この最悪のタイミングでよくもあいつは私を呼ぼうと思ったものだ。
華乃と取り巻き達、他の生徒が鋭い目つきで私を見つめるのに、摩耶子はそんなことも知らないという顔で玲香、行かないの〜?と言ってくる。
「霧島さん、はやく」
さらに追い討ちをかけるように先生は私を呼ぶ。
「じ、じゃあ失礼します…」
ゆっくりと華乃の手を離して私はそろそろと離れて先生の方へと歩いていく。
「あんまり必要以上に呼ばないでくれませんか、先生はとても人気なので」
私は皮肉っぽくそう言ってやった。先生は呆れたような顔で肩をすくめると歩き出す。
「昨日、小テストを行いましたよね」
「ああ…ありましたね」
先生の後ろをついていくといつのまにか職員室につき、先生はそこで待ってるようにと言うと右手に私の小テストの答案、左手にプリントの束を持って戻ってきた。

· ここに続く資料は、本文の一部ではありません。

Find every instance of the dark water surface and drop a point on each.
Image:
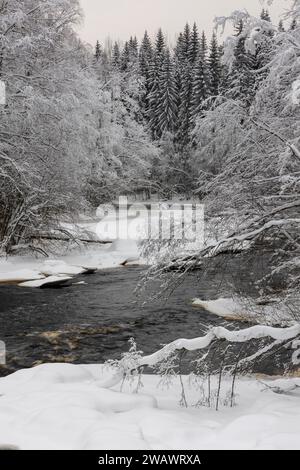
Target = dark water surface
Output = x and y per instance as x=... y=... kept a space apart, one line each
x=93 y=322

霧島玲香と書かれた名前の横には摩耶子がわざと丸文字で書いた5点が上から消されて横に荒々しいが整った字で3と書き直されていた。
「20点中3点。ちなみに10点以下はあなたのみです」
私に小テストを渡し、次にプリントの束をパラパラとめくる。そしてそれも私に渡すと黒い笑みで私の肩を掴み、こう言った。